Cram\'{e}r type large deviations for trimmed L-statistics

TL;DR

This paper introduces a new method to analyze the large deviation probabilities of trimmed L-statistics by approximating them with non-trimmed L-statistics based on Winsorized variables, under mild conditions.

Contribution

It presents a novel approach to study large deviations of trimmed L-statistics using approximation by Winsorized non-trimmed L-statistics, improving on previous restrictive conditions.

Findings

Established Cramér type large deviation results for trimmed L-statistics.

Provided a more natural and less restrictive set of conditions for analysis.

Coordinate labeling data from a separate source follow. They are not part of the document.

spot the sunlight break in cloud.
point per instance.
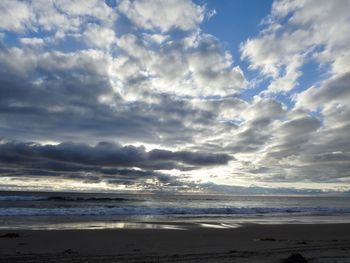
(106, 80)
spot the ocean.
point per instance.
(53, 210)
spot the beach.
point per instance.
(189, 243)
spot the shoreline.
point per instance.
(247, 243)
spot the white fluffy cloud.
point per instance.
(163, 15)
(144, 73)
(297, 32)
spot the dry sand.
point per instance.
(249, 243)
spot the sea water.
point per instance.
(53, 210)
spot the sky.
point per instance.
(175, 96)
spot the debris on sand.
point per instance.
(295, 258)
(10, 235)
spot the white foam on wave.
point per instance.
(140, 211)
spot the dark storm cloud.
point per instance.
(105, 155)
(57, 97)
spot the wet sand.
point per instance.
(249, 243)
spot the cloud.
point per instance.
(88, 72)
(295, 33)
(163, 15)
(108, 155)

Extended the understanding of large deviations in robust statistical measures.

Abstract

In this paper, we propose a new approach to the investigation of asymptotic properties of trimmed $L$-statistics and we apply it to the Cram\'{e}r type large deviation problem. Our results can be compared with ones in Callaert et al.(1982) -- the first and, as far as we know, the single article, where some results on probabilities of large deviations for the trimmed $L$-statistics were obtained, but under some strict and unnatural conditions. Our approach is to approximate the trimmed $L$-statistic by a non-trimmed $L$-statistic (with smooth weight function) based on Winsorized random variables. Using this method, we establish the Cram\'{e}r type large deviation results for the trimmed $L$-statistics under quite mild and natural conditions.